On a warm, sun-splashed evening during final exams week, senior Matt Hochhauser knocks on doors on UW-Madison's fraternity row.
His mission: To get students who are preoccupied with studying and summer plans to think about an election that is just weeks away.
"It's very difficult because we have such a short amount of time to get people to vote," said the English and history major from Long Island, N.Y., who was canvassing Langdon Street for the Democratic Party on Monday night.
The timing of Wisconsin's historic gubernatorial recall election couldn't be worse for college students. Many will leave campus for the summer after exams end this week or graduation this weekend.

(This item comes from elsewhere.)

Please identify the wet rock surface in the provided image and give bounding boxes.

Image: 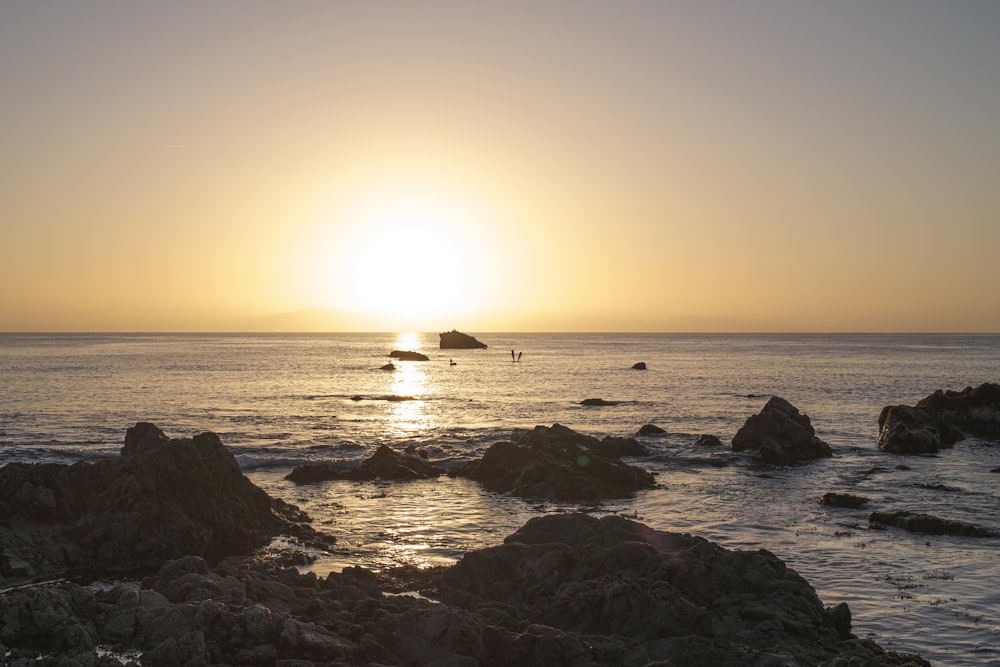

Experts say the June 5 election between Republican Gov. Scott Walker and Democratic challenger Tom Barrett could result in lower turnout for a population that already votes in small numbers.
"The barriers are huge," said Elizabeth Hollander, a senior fellow at Tufts University who studies student civic engagement. "Not to knock college students, but they have a lot of other things on their mind."
Making things more complicated for the transitory population are new voting rules that require voters to live in an election ward for at least 28 consecutive days.
People should vote at the residence where they lived on May 8, according to the Government Accountability Board. Students can file an absentee ballot if they are registered at that location but away for the summer.
But the scenarios get muddied quickly. A student who is already registered at his or her parents' house — and has not registered at a campus-area address — can vote in his or her hometown. A student who will be abroad must apply for a mailed absentee ballot (presuming the student has a mailing address). A student leaving the state for good after graduation this weekend shouldn't vote in the election; that would be illegal, a class I felony.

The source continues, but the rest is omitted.